Think a permanent intravenous drip of tax dollars can't be transferred to Sacramento from Washington DC? That it would be unconstitutional? Please. It will be an elaborate backdoor camouflage Federal Reserve scheme that is slowly and eventually institutionalized.

Anonymous said...

Aliens with little attachment to the country took Uncle Sam for a ride after the pandering president Bush demanded Uncle Sam's wallet be opened to them.

Shocking.

And while Liberal John & Jane Citizen are home thinking about how cruel it was of the lenders to get immigrants into a homes they couldn't afford, the "victim" has already torn out every fixture in the house and even removed the walkway stones. Some used stolen identities, some used fictional identities, some simply fled back to their home countries, and some are lining up for the next gov mortgage plan.

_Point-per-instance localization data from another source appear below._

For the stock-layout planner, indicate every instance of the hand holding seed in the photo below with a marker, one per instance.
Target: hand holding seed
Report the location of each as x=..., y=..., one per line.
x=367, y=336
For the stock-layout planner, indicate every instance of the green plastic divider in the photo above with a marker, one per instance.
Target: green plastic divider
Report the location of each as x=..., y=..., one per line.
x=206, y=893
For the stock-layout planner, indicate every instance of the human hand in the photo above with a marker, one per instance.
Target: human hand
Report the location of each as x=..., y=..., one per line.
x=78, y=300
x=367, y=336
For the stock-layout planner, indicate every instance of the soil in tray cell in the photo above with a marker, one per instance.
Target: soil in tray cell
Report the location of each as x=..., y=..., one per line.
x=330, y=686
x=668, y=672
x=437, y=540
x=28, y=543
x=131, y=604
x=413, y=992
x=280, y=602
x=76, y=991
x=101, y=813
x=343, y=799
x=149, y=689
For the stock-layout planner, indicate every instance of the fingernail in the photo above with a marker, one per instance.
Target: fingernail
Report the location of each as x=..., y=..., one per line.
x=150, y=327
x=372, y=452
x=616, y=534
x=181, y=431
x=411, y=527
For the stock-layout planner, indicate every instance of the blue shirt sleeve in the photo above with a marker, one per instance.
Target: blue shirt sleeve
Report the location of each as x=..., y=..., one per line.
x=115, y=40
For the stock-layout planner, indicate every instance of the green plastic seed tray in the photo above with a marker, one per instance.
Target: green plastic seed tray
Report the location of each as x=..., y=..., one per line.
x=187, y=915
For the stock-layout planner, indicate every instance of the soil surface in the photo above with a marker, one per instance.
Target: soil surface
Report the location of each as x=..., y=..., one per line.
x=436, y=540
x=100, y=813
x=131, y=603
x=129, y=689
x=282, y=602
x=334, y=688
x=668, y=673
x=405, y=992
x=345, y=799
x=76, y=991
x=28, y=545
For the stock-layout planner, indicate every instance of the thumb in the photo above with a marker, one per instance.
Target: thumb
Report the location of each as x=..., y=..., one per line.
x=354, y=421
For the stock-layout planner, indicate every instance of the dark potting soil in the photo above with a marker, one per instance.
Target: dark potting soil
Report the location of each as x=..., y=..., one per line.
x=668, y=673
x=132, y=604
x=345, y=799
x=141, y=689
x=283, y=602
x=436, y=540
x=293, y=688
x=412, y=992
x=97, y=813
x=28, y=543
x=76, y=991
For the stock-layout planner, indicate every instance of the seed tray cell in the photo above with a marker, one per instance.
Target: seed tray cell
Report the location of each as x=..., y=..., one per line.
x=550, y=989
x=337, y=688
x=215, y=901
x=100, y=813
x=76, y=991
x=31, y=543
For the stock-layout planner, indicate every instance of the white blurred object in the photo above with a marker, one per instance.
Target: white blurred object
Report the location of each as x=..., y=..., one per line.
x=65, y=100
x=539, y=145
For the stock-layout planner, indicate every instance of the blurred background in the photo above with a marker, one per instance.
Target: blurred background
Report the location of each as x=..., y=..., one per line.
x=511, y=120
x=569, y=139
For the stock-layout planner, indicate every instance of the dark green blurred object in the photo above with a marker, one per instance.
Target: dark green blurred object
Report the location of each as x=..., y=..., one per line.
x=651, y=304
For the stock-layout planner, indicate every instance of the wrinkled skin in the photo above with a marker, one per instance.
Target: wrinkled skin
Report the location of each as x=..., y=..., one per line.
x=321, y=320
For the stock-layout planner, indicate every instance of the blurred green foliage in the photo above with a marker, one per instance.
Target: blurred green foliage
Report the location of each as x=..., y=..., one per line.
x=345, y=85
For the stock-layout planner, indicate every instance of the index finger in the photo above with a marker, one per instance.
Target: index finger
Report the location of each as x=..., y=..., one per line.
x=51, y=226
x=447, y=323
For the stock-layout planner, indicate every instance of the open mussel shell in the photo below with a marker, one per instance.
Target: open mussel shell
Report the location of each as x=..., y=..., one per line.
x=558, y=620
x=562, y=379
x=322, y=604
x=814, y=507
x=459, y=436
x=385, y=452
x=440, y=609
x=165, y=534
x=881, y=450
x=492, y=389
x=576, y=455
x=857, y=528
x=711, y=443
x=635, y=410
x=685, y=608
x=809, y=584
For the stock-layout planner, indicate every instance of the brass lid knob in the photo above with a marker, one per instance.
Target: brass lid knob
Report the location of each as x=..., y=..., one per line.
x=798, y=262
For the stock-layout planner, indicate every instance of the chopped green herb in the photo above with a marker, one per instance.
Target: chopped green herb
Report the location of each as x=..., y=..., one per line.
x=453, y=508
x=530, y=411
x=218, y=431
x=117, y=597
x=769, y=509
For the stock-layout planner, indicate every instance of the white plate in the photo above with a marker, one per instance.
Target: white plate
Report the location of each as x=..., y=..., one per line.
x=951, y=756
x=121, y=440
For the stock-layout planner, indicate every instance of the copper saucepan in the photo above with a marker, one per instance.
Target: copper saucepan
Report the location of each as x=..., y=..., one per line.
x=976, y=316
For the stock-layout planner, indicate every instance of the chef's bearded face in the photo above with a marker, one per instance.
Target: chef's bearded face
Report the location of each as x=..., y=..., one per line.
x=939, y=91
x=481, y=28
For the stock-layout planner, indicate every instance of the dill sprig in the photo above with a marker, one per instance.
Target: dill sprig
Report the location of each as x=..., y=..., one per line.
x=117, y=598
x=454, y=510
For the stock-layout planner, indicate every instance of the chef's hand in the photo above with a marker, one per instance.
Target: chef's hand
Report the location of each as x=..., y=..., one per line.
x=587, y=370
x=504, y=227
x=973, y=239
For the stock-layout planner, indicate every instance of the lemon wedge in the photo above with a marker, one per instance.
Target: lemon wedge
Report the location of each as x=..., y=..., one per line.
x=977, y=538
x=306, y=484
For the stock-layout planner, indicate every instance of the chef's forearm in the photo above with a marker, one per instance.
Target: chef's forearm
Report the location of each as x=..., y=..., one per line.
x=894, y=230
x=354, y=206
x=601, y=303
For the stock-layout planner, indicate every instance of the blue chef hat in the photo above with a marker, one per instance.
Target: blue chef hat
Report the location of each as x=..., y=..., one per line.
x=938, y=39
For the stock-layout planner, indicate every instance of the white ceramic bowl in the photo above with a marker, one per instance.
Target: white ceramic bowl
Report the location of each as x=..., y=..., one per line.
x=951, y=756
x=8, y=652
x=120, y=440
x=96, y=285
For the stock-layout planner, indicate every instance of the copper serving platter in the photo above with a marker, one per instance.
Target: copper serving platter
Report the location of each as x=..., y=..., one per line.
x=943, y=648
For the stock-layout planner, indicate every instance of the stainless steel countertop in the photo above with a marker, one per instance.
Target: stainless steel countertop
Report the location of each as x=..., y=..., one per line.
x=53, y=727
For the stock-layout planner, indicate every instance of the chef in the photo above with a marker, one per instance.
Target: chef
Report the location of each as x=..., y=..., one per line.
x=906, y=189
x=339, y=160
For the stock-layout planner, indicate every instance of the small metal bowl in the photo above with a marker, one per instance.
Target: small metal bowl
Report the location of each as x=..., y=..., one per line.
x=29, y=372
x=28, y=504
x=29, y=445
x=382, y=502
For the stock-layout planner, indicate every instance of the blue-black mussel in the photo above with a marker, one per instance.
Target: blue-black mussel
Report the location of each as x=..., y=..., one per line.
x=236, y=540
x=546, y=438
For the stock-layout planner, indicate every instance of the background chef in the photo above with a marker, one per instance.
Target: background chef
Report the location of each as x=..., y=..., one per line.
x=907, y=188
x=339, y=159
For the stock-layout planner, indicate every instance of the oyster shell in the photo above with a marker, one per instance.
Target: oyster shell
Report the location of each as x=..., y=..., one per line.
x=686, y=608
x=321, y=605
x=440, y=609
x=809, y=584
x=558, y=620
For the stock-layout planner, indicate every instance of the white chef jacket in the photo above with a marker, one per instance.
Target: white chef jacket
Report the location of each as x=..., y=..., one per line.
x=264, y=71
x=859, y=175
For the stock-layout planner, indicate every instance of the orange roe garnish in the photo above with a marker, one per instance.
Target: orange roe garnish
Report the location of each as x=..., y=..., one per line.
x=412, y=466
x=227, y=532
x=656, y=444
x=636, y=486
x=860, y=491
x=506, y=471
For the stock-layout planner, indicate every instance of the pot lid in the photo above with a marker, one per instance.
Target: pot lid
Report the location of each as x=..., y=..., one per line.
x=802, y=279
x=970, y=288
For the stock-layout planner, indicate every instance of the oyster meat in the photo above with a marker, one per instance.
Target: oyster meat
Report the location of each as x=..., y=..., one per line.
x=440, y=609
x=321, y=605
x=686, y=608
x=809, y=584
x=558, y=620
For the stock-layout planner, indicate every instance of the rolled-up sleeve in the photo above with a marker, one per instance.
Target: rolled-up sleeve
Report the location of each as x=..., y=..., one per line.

Liberal John & Jane Citizen desperately wanted a Third World society right here in America in order to demonstrate their own high status to other liberals and now they've got it.

anony-mouse said...

Anybody know of an existing or soon to IPO ETF of banks in the more solvent 46 states? Or a large bank with negligible presence in the insolvent 4?

(or maybe a fire insurance company that overwhelmingly serves small towns?)

Anonymous said...

California is never going to actually balance their own state budget again.

Then California should do what other Latin American countries do when they tire of their debts: default. Argentina defaults at least once every ten years, Mexico less often but still pretty frequently. Some Hispanic legislator will claim that the money was stolen from "the people" and refuse to pay it to evil greedy exploiters.

Remember, California and probably all of America are now part of the Catholic church's Latin American Empire of Failure.